3.Promoting Women-Friendly Urbanization:

  • Rapid urbanization is underway in India.
  • Young married women with children are less likely to migrate or enter non-farm sectors compared to men.
  • Limited physical mobility restricts urban women’s access to education and work.
  • Policy needs a gender perspective on urban infrastructure, transportation, and public safety.
  • High-quality, subsidized childcare facilities could free women from care work and create new jobs.

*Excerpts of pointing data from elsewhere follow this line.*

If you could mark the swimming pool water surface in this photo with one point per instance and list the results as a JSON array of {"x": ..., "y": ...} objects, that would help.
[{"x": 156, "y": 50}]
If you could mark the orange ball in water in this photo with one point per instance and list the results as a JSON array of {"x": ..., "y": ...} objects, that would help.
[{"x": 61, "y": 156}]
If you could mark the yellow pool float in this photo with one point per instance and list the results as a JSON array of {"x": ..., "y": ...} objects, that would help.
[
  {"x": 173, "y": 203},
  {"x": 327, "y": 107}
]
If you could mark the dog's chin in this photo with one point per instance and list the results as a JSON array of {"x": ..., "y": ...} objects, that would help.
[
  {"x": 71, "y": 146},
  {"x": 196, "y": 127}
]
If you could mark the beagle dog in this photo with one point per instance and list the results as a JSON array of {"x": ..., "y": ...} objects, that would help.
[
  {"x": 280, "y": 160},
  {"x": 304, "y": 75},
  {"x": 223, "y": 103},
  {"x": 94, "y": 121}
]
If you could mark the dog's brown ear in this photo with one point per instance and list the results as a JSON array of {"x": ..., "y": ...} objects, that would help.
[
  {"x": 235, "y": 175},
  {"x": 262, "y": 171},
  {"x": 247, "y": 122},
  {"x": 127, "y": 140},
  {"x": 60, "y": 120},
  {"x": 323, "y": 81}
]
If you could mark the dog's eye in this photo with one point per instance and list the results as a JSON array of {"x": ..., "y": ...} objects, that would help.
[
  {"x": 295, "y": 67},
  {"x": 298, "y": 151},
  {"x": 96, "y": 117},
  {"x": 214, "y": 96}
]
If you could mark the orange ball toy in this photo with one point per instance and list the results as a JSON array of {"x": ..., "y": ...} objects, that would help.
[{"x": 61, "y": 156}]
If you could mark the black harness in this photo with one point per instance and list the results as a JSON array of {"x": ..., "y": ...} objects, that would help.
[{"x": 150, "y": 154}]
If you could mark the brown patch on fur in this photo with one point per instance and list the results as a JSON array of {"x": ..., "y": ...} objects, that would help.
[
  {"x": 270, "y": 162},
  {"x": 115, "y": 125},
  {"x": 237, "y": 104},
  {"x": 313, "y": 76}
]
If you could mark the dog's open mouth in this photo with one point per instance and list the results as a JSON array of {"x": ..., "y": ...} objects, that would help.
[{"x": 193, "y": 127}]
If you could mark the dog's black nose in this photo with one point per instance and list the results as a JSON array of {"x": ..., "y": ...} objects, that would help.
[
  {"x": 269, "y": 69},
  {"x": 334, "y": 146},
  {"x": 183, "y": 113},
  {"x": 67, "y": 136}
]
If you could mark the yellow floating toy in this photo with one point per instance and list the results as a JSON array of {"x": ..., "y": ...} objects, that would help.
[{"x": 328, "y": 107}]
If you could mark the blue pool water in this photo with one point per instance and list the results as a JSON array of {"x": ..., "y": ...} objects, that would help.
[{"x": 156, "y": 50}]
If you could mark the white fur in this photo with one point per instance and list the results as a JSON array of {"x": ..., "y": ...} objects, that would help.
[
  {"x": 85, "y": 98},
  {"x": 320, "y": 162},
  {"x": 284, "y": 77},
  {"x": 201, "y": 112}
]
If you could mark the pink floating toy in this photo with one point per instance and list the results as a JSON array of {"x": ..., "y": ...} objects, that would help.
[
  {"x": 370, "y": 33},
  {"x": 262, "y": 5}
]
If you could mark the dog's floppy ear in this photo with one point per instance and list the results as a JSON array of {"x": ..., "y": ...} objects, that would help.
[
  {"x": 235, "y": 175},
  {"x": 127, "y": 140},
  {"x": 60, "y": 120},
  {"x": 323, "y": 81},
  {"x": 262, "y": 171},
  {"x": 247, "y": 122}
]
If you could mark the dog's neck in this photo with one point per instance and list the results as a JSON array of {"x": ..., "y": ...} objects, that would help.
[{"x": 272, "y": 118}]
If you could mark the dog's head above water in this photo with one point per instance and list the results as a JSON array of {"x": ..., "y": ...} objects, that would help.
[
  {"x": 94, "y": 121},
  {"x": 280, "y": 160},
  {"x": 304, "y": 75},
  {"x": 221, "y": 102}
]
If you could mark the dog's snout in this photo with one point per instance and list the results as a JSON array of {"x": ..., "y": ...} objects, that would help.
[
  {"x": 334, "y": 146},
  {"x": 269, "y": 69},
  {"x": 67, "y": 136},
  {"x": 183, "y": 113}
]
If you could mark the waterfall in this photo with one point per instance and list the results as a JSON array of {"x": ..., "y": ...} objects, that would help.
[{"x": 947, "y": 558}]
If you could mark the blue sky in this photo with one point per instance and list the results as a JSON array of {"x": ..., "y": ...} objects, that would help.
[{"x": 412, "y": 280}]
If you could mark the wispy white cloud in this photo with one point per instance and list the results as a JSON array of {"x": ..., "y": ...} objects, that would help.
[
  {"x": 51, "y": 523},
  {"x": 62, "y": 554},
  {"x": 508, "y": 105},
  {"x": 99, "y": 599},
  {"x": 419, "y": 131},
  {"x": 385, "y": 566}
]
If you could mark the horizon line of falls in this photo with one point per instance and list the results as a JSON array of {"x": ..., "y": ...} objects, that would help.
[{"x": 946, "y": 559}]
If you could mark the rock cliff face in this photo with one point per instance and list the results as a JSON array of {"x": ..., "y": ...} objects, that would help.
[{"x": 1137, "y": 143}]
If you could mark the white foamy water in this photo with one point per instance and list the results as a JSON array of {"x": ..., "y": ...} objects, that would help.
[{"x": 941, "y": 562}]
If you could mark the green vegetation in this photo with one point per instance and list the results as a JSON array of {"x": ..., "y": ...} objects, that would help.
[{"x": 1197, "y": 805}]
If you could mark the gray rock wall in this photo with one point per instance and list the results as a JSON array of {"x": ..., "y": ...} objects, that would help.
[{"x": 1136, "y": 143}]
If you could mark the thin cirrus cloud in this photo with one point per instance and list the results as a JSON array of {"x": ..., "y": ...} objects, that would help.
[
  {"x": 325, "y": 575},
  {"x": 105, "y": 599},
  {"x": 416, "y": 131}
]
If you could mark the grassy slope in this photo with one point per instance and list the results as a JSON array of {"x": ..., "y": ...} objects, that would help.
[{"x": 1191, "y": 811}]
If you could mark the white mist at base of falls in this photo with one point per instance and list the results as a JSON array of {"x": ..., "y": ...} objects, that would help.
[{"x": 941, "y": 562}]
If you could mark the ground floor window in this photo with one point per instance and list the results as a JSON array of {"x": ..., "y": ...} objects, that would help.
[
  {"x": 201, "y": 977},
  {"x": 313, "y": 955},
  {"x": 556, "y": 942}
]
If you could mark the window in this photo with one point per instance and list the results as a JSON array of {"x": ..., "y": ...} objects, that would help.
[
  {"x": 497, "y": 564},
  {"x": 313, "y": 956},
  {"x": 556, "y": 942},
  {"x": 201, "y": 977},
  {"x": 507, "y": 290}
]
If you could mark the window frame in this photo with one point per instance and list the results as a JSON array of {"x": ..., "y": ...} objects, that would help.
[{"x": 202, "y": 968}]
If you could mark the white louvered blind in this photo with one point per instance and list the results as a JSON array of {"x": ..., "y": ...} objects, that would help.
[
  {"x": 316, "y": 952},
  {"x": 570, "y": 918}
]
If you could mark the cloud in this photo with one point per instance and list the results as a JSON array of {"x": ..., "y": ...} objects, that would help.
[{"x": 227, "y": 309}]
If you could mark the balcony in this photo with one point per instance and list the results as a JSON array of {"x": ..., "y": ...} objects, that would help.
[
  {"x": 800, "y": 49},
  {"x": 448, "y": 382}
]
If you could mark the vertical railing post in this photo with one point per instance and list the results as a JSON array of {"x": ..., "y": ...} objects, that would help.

4.Reducing Unpaid Domestic Labor:

  • Public policies promoting India’s energy transition can incentivize clean technology adoption in households, reducing women’s time spent on housework.
  • Rural women spend roughly 20 hours per week cooking, equivalent to part-time work.
  • Much of this cooking relies on inefficient and polluting fuels (e.g., firewood), requiring significant time for collection and use. This negatively impacts women’s health and productivity.
  • The PMUY program is commendable for facilitating LPG adoption, but regular usage remains low (around 25% of its potential).
  • India can learn from the Biden administration’s Inflation Reduction Act. It offers cash rebates to consumers for clean technology purchases alongside production incentives that create new jobs in the clean energy sector.


 History shows women’s empowerment is linked to education, good jobs, and venturing outside the home. Improving the value of investments in women’s human capital, at a low cost,is our best bet for achieving gender parity and building a developed society.